Meetings: The Strata Council holds regular meetings to discuss ongoing issues and building updates. For example, some discussion topics may include ongoing maintenance, upcoming projects, bylaw violations and regular financial reviews. Some Strata’s have monthly meetings, some have only a few per year. Every Strata has an Annual General Meeting (AGM) where big decisions need are voted on by the Owners in attendance. Details discussed and voted on at the AGM are the annual budget, bylaw changes, major maintenance requiring special levies, etc.

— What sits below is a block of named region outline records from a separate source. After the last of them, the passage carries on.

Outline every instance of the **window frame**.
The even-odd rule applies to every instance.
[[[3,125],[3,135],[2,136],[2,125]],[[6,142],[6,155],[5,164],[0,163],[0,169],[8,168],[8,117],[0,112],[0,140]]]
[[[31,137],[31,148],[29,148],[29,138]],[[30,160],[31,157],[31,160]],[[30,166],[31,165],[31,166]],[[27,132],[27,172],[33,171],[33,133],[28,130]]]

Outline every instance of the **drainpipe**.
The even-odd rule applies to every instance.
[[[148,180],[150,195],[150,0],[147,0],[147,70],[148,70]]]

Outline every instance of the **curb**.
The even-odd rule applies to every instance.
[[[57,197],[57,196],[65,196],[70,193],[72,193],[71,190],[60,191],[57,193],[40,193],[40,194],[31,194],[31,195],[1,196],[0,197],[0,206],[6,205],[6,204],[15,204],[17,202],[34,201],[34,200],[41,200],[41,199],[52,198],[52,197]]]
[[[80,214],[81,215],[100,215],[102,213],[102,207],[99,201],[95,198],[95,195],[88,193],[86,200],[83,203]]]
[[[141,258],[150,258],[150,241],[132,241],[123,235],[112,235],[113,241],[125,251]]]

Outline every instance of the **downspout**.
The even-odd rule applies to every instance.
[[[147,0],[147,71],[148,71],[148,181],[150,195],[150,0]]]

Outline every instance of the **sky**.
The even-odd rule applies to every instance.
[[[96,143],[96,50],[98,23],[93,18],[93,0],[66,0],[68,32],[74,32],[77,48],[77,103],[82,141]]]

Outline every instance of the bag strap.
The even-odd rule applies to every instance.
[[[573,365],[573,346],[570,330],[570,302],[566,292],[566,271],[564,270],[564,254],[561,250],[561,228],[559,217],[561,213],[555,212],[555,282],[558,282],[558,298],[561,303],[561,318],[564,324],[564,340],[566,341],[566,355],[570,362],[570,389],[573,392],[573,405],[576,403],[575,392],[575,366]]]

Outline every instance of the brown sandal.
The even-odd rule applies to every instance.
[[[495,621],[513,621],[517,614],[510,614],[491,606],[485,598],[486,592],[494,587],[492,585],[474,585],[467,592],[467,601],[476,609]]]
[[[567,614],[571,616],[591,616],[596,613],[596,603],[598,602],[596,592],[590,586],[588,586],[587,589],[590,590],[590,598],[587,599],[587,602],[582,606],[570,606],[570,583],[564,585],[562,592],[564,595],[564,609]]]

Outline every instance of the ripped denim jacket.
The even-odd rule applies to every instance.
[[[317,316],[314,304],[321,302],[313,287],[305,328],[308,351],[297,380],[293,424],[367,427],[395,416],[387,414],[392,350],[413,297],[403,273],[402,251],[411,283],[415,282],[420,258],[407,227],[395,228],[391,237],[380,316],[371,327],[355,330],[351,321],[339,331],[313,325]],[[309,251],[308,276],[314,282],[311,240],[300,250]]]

Common Property: The areas of the Strata Building that are owned by all the owners together. These areas include (if applicable) the: roof, gardens, lobby, hallways, elevator, recreation areas, gyms, pools, parkade, common rooftop decks, etc. These areas are maintained by the Strata Corporation.

Limited Common Property: This is common property that is only for use by certain people, yet is maintained by the Strata Corporation (i.e. your balcony, etc.). For example, your ground floor patio is for your use only, but is called “Limited Common” because the Strata may have to come on your property to maintain it – they will give you notice prior to access.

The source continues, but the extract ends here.